EuGH-Entscheidung vom 25.1.2024, Rechtssache C‑334/22

 

Sachverhalt:

Automobilhersteller Audi ist Inhaber der nachfolgend abgebildeten Unionsbildmarke, die u. a. für Land‑, Luft- und Wasserfahrzeuge sowie Teile dieser Waren der Klasse 12 eingetragen ist:

Der Beklagte verkaufte über eine Webseite Autoersatzteile. Im Rahmen dieser Tätigkeit machte er auch Werbung für Kühlergrills, die für ältere Fahrzeugmodelle von Audi der 1980er und 1990er Jahre gestaltet und gedacht waren, und bot sie zum Kauf an. Diese Kühlergrills enthielten ein Element, das für die Anbringung eines Emblems der Marke des Automobilherstellers Audi gedacht war.

Audi sah darin eine Markenrechtsverletzung und klagte auf Unterlassung, um das Angebot zum Kauf von nachgebauten Ersatzteilen zu unterbinden, bei denen die Form bestimmter Elemente der Marke AUDI teilweise oder vollständig entsprach.

Das mit dem Verfahren befasste Regionalgericht Warschau beschloss, das Verfahren auszusetzen und dem EuGH den Fall zur Vorabentscheidung vorzulegen. Der EuGH sollte klären, ob die Vermarktung von Autoersatzteilen wie die fraglichen Kühlergrills eine „Benutzung eines Zeichens im geschäftlichen Verkehr“ darstellt, die die Funktionen der Marke AUDI beeinträchtigen kann.

 

 

Entscheidung:

Der EuGH bejahte die Vorlagefragen. Der Inhaber einer Unionsmarke kann Dritten verbieten, ohne seine Zustimmung im geschäftlichen Verkehr ein mit seiner Marke identisches Zeichen für identische Waren oder Dienstleistungen (Doppelidentität) zu benutzen, oder ein identisches oder ähnliches Zeichen für identische oder ähnliche Waren oder Dienstleistungen zu benutzen, wenn für das Publikum die Gefahr von Verwechslungen besteht. Die Ausübung dieses Rechts muss jedoch auf Fälle beschränkt bleiben, in denen die Benutzung des Zeichens durch einen Dritten die Funktionen der Marke beeinträchtigen kann. Wenn „doppelte Identität“ vorliegt, dh eine Benutzung identischer Kennzeichen für identische Waren, kommt es auf das Vorliegen von Verwechslungsgefahr nicht an. Dies habe jedoch das nationale polnische Gericht zu klären.

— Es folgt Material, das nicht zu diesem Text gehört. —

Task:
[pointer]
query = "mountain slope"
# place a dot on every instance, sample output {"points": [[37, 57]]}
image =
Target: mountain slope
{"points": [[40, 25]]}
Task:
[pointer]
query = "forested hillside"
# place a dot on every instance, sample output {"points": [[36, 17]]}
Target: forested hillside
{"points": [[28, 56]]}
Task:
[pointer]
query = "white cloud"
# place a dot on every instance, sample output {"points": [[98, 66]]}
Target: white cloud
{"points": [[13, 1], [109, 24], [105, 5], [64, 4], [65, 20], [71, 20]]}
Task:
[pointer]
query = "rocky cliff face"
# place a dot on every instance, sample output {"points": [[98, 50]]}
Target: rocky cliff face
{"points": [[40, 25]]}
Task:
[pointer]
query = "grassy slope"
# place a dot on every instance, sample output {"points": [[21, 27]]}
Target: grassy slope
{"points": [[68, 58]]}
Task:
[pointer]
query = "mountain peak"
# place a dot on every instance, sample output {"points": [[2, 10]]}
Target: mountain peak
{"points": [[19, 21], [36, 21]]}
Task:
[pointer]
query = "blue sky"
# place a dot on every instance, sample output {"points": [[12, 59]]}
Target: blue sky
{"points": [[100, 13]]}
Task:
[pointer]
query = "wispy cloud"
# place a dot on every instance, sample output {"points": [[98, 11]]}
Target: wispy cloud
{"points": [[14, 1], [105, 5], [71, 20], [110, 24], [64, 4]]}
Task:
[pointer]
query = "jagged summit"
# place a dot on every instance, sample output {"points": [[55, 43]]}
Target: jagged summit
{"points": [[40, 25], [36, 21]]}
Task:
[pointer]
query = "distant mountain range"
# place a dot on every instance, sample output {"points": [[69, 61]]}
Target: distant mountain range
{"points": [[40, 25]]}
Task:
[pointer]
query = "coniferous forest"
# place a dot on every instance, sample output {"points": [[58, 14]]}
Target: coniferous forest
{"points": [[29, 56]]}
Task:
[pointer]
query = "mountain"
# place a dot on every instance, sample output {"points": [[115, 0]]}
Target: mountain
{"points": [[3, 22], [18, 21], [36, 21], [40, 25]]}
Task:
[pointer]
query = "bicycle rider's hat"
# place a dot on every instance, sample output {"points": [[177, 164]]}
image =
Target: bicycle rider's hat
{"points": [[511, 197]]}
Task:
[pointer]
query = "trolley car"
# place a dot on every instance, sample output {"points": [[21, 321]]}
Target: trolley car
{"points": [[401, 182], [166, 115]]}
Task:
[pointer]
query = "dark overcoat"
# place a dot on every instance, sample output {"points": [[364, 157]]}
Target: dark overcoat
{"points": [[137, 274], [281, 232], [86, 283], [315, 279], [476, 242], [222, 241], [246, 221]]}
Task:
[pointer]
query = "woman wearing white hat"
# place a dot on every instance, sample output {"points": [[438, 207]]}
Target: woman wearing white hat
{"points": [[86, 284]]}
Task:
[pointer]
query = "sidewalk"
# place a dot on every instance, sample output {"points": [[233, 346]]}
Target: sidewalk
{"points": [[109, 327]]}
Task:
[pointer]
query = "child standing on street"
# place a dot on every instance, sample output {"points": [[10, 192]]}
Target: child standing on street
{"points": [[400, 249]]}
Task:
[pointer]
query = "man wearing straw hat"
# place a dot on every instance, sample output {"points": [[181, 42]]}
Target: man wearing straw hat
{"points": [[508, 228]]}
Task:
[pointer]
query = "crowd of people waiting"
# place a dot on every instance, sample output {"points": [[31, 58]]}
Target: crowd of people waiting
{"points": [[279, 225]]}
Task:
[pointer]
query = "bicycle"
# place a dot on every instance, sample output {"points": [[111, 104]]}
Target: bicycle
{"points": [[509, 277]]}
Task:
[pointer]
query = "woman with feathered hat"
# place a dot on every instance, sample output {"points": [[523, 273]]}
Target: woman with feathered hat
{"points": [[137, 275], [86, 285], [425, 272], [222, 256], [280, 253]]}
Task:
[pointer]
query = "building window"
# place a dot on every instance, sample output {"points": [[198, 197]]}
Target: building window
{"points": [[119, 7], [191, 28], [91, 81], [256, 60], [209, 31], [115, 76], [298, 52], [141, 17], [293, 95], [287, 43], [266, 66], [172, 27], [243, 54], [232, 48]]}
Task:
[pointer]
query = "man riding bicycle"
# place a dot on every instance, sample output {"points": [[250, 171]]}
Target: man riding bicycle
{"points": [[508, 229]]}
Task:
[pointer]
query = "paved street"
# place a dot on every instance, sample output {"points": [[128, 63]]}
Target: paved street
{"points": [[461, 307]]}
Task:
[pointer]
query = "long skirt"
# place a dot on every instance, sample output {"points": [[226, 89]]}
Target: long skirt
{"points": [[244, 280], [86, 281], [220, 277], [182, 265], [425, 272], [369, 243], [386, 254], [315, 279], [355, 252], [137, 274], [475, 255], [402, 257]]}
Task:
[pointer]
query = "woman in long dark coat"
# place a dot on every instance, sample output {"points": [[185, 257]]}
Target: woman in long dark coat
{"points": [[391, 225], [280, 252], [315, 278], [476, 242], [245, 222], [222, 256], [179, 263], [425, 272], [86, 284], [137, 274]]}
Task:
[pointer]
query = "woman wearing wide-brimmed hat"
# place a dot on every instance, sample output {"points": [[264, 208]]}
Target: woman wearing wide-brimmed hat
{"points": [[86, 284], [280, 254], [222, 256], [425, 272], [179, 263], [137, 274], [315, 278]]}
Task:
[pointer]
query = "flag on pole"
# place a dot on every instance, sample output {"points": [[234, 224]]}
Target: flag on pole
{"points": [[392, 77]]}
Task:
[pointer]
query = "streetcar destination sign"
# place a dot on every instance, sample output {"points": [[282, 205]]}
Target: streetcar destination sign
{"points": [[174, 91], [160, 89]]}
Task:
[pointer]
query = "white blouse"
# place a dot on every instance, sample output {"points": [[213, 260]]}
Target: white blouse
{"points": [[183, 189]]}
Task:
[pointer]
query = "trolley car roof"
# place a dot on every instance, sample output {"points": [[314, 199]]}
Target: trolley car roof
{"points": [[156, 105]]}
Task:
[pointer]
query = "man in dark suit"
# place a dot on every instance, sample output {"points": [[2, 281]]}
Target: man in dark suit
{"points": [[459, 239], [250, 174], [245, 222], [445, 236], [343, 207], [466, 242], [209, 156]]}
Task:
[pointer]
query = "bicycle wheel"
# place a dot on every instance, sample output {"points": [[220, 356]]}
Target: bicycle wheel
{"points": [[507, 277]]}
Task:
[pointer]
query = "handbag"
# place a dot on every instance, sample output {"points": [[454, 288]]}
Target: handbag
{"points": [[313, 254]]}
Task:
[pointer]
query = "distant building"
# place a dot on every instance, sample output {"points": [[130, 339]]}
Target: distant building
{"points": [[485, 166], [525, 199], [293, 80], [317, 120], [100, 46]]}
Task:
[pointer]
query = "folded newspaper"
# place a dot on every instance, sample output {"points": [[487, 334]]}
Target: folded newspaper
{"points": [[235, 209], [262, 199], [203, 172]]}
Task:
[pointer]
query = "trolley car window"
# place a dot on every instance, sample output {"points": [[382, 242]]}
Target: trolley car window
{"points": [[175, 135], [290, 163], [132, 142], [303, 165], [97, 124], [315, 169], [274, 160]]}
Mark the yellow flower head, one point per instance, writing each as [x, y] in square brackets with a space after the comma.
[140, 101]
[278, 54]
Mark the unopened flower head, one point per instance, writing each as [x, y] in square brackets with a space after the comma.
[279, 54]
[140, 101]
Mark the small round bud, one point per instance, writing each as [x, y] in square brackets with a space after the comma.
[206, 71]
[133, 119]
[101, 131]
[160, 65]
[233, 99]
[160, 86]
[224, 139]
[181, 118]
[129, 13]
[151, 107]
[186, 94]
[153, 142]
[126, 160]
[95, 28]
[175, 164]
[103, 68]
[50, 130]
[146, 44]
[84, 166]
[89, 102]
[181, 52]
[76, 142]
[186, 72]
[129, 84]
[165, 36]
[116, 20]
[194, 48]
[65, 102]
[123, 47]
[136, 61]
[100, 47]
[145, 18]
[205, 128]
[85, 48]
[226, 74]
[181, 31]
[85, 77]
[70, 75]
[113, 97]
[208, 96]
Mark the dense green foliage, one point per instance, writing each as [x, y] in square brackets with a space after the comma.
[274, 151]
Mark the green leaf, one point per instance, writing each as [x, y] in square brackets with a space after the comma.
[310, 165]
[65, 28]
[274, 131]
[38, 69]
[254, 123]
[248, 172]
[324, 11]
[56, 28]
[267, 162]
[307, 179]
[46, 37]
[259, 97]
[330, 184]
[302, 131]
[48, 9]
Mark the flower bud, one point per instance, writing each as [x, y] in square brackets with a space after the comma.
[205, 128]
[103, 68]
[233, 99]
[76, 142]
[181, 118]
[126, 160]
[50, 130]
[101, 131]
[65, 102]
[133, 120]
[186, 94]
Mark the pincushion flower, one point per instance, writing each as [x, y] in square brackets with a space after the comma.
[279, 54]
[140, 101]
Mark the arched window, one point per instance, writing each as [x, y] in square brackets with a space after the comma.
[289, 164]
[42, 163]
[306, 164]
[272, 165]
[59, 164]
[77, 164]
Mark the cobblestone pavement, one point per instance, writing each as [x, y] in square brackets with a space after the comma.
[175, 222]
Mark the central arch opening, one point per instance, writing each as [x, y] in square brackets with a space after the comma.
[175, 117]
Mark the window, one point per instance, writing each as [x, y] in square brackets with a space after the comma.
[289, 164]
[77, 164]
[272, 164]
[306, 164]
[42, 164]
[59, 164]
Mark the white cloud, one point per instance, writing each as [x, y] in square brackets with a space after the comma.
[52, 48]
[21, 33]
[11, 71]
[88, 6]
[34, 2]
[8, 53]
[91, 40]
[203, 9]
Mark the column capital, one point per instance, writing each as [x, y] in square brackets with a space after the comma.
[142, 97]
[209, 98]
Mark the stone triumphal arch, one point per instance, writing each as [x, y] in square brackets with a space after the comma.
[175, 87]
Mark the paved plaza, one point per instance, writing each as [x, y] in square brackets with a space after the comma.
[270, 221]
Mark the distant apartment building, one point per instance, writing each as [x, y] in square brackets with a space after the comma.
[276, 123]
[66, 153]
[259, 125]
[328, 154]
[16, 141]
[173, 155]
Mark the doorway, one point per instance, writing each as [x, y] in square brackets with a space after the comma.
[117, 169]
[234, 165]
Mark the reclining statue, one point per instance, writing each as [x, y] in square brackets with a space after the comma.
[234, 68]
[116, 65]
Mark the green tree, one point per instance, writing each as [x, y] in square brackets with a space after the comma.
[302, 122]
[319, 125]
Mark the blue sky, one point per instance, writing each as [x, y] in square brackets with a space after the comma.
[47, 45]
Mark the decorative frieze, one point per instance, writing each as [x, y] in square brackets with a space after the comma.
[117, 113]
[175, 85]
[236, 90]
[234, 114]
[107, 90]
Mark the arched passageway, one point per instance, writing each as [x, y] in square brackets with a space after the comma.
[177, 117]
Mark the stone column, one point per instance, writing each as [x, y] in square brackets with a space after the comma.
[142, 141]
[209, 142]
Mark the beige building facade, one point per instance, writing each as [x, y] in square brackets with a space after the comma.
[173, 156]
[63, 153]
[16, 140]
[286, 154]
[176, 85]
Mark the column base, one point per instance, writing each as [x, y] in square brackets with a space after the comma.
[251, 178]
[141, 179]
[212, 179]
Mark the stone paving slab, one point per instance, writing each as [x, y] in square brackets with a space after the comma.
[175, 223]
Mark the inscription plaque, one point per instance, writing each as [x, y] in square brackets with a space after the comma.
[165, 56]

Des Weiteren hat der Inhaber einer bekannten Unionsmarke das Recht, die Benutzung eines mit dieser Marke identischen oder ihr ähnlichen Zeichens durch einen Dritten im geschäftlichen Verkehr zu verbieten, unabhängig davon, für welche Waren oder Dienstleistungen sie benutzt wird, wenn diese Benutzung die Unterscheidungskraft oder die Wertschätzung dieser Marke ohne rechtfertigenden Grund in unlauterer Weise ausnutzt oder beeinträchtigt.

Der EuGH hielt fest, dass die Kühlergrills im vorliegenden Fall nicht vom Inhaber der Marke AUDI stammen und ohne seine Zustimmung auf den Markt gebracht wurden. Das hier fragliche Teil, das für die Anbringung des Audi-Emblems gedacht ist, ist in die Kühlergrills integriert. Es ist für das Publikum, das ein solches Ersatzteil kaufen will, sichtbar. Dies könnte laut EuGH einen sachlichen Zusammenhang zwischen dem fraglichen Ersatzteil und dem Inhaber der Marke darstellen. Daher kann eine solche Benutzung die Funktionen der Marke, die u. a. darin bestehen, die Herkunft oder die Qualität der Ware zu garantieren, beeinträchtigen. Es ist von nationalen (polnischen) Gericht zu prüfen, ob das fragliche Teil des Kühlergrills mit der Marke identisch oder ähnlich ist und ob der Kühlergrill mit den vom Markenschutz umfassten Waren identisch oder ähnlich ist. Sofern das nationale Gericht eine Bekanntheit der gegenständlichen Marke von Audi annimmt, genießt sie verstärkten Schutz. In diesem Fall spielt es keine Rolle, ob die gegenüberstehenden Waren identisch, ähnlich oder verschieden sind.

Das verfahrensgegenständliche Element des Kühlergrills ermöglicht es, das Emblem von Audi auf dem Kühlergrill anzubringen. Der Beklagte wählte diese Form, um einen Kühlergrill vermarkten zu können, der dem Originalkühlergrill von Audi so ähnlich wie möglich ist. Wenn ein Zeichen, das mit einer Unionsmarke identisch oder ihr ähnlich ist, ein Element eines Autoersatzteils darstellt, das für die Anbringung des Emblems des Herstellers dieser Fahrzeuge auf diesem Ersatzteil gedacht ist und nicht zu Zwecken der Identifizierung oder zum Verweis auf Waren oder Dienstleistungen als die des Inhabers dieser Marke verwendet wird, sondern um so getreu wie möglich eine Ware dieses Inhabers darzustellen, fällt eine solche Benutzung dieser Marke folglich nicht unter den Rechtfertigungstatbestand des Art. 14 Abs. 1 Buchst. c der Unionsmarkenverordnung. Das Ausschließungsrecht des Markeninhabers wird durch ein solches Vorhaben nicht beschränkt. Denn dieser Fall kann nicht der Benutzung der Marke als Hinweis auf die Bestimmung einer Ware als Zubehör oder Ersatzteil gleichgestellt werden.